The Apache Cassandra NoSQL distributed data store continues to accumulate features that mimic traditional databases, with the newly released version 2 of the open source software offering triggers, lightweight transactions and an updated query language similar to SQL.
"A lot of our development is driven [to dissolve] the pain points that our users are feeling the most distress over," said Cassandra vice president Jonathan Ellis, about the release of Cassandra 2.0, which is managed under the Apache Software Foundation.
[ Andrew C. Oliver answers the question on everyone's mind: Which freaking database should I use? | Keep up with the latest approaches to managing information overload and compliance in InfoWorld's Enterprise Data Explosion Digital Spotlight. ]
First created for Facebook, Cassandra is a NoSQL distributed data store easily able to handle large amounts of writes and reads, a quality that has won favor with both high volume Internet services as well as with those firms executing big data-styled analysis.
Organizations like Adobe, CERN, Comcast, eBay, GoDaddy, Hewlett-Packard, IBM, Instagram, Netflix, and Sony all use the software.
Many of the changes in the new version offer capabilities long enjoyed by relational databases, capabilities that could make Cassandra suitable as a replacement for a traditional database, at least for some use cases.
Perhaps the most notable feature is the support for lightweight transactions, which guarantees that any one data store operation isn't interrupted by any other operation. "We're the first eventually consistent database to implement lightweight transactions," Ellis said.
Long a feature of traditional SQL databases, lightweight transactions assure that, for instance, two accounts with the same user name can't be created at the same time. It essentially locks data that is being read or updated by an operation so another operation doesn't change the data mid-transaction, or reads data that is about to be rendered outdated.
The Cassandra project team found that the lack of support for lightweight transactions in Cassandra had motivated some users to run two databases instead of one.
Such users had split off the most highly consulted portions of their relational databases to run under Cassandra for speedier performance.
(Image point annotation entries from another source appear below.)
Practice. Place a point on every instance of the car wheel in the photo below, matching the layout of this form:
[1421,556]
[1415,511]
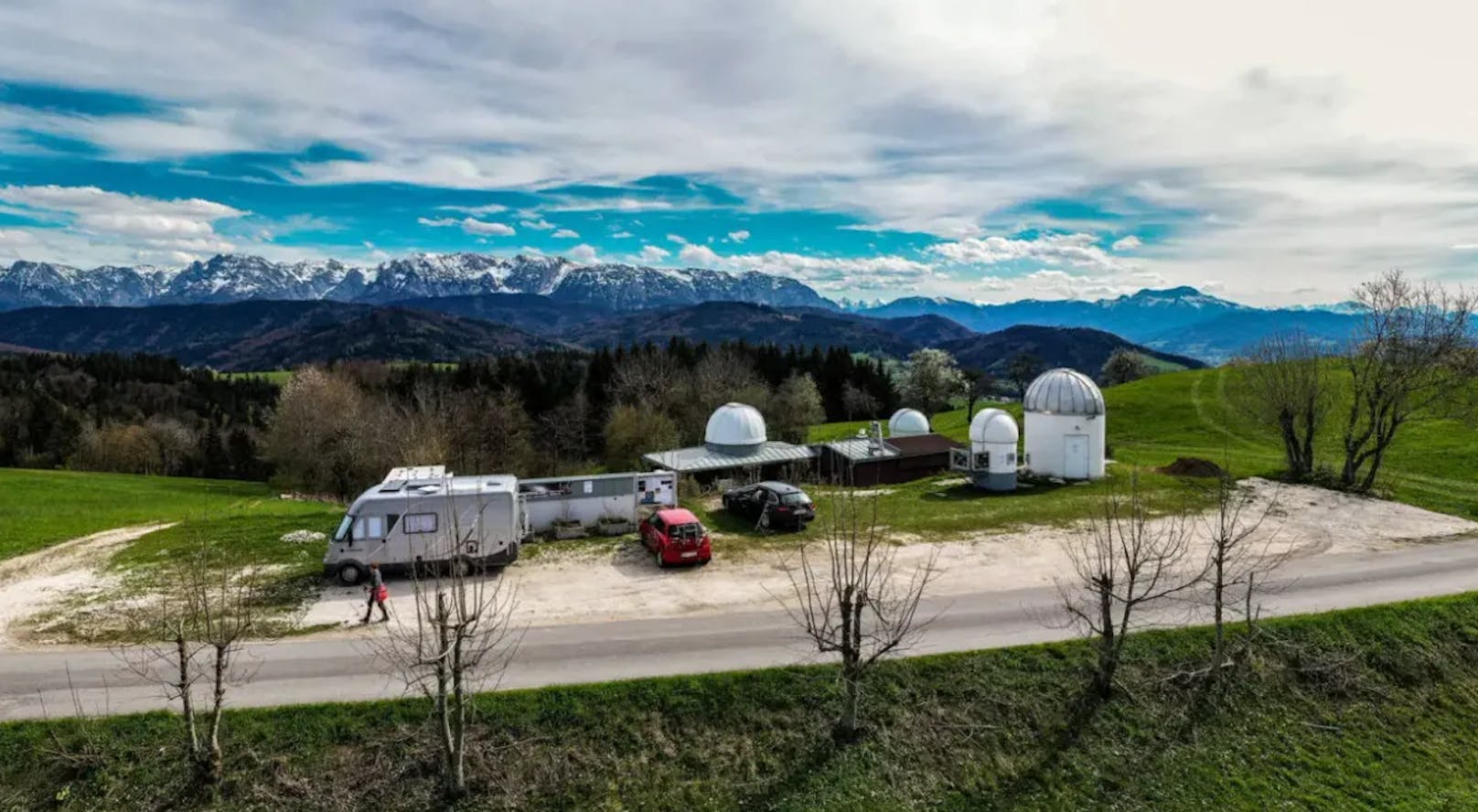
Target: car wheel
[350,573]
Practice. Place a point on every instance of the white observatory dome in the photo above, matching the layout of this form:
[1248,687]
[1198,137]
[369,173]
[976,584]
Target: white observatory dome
[993,425]
[906,422]
[1063,391]
[734,425]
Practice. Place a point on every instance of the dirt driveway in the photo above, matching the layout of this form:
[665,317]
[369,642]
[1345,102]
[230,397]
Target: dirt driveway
[583,586]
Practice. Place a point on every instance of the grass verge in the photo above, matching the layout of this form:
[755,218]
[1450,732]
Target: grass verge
[1363,709]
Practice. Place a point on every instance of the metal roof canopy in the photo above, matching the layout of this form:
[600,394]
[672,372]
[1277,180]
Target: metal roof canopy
[702,458]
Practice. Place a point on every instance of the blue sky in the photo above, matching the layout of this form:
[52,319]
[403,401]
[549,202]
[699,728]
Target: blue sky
[937,148]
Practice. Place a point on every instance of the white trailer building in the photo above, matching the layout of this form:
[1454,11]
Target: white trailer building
[1066,422]
[593,497]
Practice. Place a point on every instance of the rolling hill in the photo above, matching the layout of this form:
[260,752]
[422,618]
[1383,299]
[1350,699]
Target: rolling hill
[1081,348]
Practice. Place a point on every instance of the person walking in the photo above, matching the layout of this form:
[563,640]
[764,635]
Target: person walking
[377,595]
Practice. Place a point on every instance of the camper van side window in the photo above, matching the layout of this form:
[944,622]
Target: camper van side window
[370,528]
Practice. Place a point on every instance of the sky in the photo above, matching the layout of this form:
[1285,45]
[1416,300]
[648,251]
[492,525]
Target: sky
[1273,153]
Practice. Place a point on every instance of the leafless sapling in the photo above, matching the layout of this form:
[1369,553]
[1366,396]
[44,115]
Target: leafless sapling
[196,632]
[851,600]
[1413,356]
[457,643]
[1285,384]
[1122,561]
[1239,554]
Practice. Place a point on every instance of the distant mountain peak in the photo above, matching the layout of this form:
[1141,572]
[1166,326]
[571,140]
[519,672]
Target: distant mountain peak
[228,278]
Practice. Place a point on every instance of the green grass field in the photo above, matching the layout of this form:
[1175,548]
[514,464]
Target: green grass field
[1365,709]
[1432,464]
[40,508]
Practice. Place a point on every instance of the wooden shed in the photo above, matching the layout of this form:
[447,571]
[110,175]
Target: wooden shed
[873,461]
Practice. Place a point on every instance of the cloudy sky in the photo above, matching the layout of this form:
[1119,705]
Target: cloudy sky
[1269,153]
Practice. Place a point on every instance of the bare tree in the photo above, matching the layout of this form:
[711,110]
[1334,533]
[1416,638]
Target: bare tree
[1122,561]
[563,432]
[1413,358]
[1286,386]
[1123,365]
[931,379]
[196,634]
[858,401]
[851,598]
[1237,557]
[980,386]
[458,643]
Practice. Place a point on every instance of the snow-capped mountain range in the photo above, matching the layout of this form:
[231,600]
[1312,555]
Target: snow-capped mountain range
[238,278]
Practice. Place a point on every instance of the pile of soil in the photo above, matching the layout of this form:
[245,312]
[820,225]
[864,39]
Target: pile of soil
[1193,467]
But they didn't migrate their entire databases to Cassandra because of the concerns around lock management. Others used an external locking mechanism such as Apache ZooKeeper, which brought a new set of complexities.
The new version of Cassandra also reintroduces an old database concept called triggers, a form of stored procedures. Two decades back, triggers had been used with traditional databases to centralize calculations in the database itself, in order to improve consistency of results across different applications that used the database.